TRAUMA Flashcards
Why is epidural analgesia more effective pain-control than intercostal nerve block re: flail chest?
Latter is short-lived
Which nerve is first involved in LE compartment syndrome? Which compartment?
deep peroneal nerve
anterior compartment
Can you r/o muscle necrosis if concerned for compartment syndrome, if CPK normal? Why?
NO.
CPK elevates 4-6hrs after onset necrosis
Mgmt femoral shaft fx
internal fixation w/ intramedullary rods, OR external fixation if complex bone injury or soft tissue injuries that preclude internal fixation
When need femoral angiography post-trauma?
- supracondylar femur fx
- post dislocation of knee
In trauma resuscitation, gastric mucosal pH reflective of…
adequacy of splanchnic perfusion during resus
AAST Renal CT Injury Scale
- contusion, or subcap hematoma only
- lac <1cm
- lac >1cm
- injury to collecting system or large lac
- main renal artery/vein lac, avulsions, shattered
AAST Liver CT Injury Scale
- <1cm
- ~2cm
- > 3cm
- > 10cm, or unilobe maceration
- bilobe maceration, venous injury
- avulsion
AAST Splenic CT Injury Scale
- <1cm
- ~2cm
- > 3cm
- > 10cm
- total devasc or maceration
Concern for renal trauma in adults if… (4)

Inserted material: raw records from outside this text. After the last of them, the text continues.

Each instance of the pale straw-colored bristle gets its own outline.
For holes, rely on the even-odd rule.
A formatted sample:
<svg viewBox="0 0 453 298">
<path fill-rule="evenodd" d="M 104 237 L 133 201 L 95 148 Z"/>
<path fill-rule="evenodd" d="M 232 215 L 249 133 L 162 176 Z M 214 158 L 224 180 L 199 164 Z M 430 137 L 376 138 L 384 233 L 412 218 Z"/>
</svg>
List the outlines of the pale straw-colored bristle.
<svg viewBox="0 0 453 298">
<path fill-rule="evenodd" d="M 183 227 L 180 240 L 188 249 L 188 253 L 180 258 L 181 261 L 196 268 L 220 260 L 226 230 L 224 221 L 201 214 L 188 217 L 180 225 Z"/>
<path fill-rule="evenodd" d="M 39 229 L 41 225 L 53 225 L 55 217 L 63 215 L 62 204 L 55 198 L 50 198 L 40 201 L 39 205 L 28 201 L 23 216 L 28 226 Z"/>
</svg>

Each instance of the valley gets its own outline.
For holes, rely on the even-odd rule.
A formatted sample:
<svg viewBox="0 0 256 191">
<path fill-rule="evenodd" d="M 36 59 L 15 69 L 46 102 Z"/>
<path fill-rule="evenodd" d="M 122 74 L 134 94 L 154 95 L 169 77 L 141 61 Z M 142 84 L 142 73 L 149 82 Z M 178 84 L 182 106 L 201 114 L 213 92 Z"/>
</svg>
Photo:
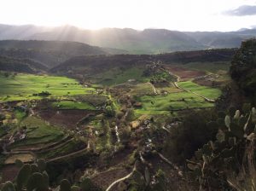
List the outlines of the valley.
<svg viewBox="0 0 256 191">
<path fill-rule="evenodd" d="M 63 173 L 82 175 L 90 169 L 87 173 L 95 185 L 113 190 L 119 185 L 114 181 L 132 177 L 135 155 L 146 148 L 138 132 L 166 125 L 166 119 L 181 119 L 191 109 L 212 107 L 229 81 L 228 61 L 181 65 L 147 60 L 135 58 L 129 67 L 112 62 L 101 71 L 88 64 L 75 67 L 73 62 L 67 73 L 55 68 L 41 74 L 1 72 L 3 181 L 14 180 L 17 160 L 44 159 L 52 182 Z M 198 65 L 205 67 L 198 70 Z M 80 75 L 84 71 L 94 75 Z M 65 172 L 61 166 L 67 164 Z M 103 181 L 106 176 L 113 188 Z"/>
<path fill-rule="evenodd" d="M 242 78 L 236 84 L 241 70 L 236 64 L 254 63 L 247 50 L 254 49 L 253 42 L 241 49 L 160 55 L 67 51 L 65 61 L 48 65 L 26 54 L 3 55 L 0 183 L 17 187 L 26 171 L 29 179 L 44 176 L 34 186 L 44 186 L 42 191 L 63 184 L 72 191 L 197 190 L 201 183 L 212 190 L 230 188 L 211 168 L 228 171 L 228 159 L 237 153 L 234 147 L 249 147 L 245 144 L 253 140 L 256 113 L 253 102 L 247 102 L 253 97 L 244 96 L 239 84 L 253 92 L 253 64 L 241 67 L 251 67 L 245 69 L 252 72 L 246 76 L 251 83 Z M 20 48 L 26 44 L 33 43 Z M 52 54 L 46 52 L 44 58 Z M 243 114 L 227 104 L 236 104 Z M 26 183 L 24 188 L 32 182 Z"/>
</svg>

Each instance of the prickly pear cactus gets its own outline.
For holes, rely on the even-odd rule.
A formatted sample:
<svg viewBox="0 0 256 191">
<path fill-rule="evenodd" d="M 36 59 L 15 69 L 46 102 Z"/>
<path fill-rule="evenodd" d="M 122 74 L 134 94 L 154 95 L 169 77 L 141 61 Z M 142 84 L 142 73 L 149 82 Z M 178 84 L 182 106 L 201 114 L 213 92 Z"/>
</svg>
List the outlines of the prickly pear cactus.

- penetrating trauma to flank or abd regardless of hematuria
- blunt trauma with gross/microscopic hematuria + shock
- deceleration injuries
- major associated intraabd injuries + microhematuria
When does CK peak following onset of muscle injury?
24-72 hours
Compartment syndrome pt, +Hgb on dipstick, by neg on microscopy… concern for?
Rhabdomyolysis
Workup cardiac trauma, no hemothorax vs. none
if hemothorax -> subxiphoid exploration
if none -> echo
Triangle of safety for CT placement
Superior: base of axilla Lateral: edge of lat dorsi Medial: edge of pec major Inferior: 5th intercostal Anterior of mid-axillary
Why want CT placed anterior to mid-axillary line?
Avoid long thoracic nerve
Biggest complicative risk to what organ s/p femur injury?
pulmonary (ARDS, embolism)
What incisions for compartment syndrome?
superficial anterolateral + superficial and deep posterior compartments
Grading of blunt carotid injury (BCVI) + mgmt
1 = <25% narrow -> ASA325 vs. heparin + fu CT angio 7d 2 = >25% narrow -> same as grade 1 3 = PSA -> open repair (or endo if not accessible) 4 = occlusion -> repair, or AC if not accessible 5 = transection -> repair, or ligate if not accessible
C/I placement of trach via perQ dilational technique
- elevated respiratory requirements (Fi02 >70%, PEEP >12mmHg)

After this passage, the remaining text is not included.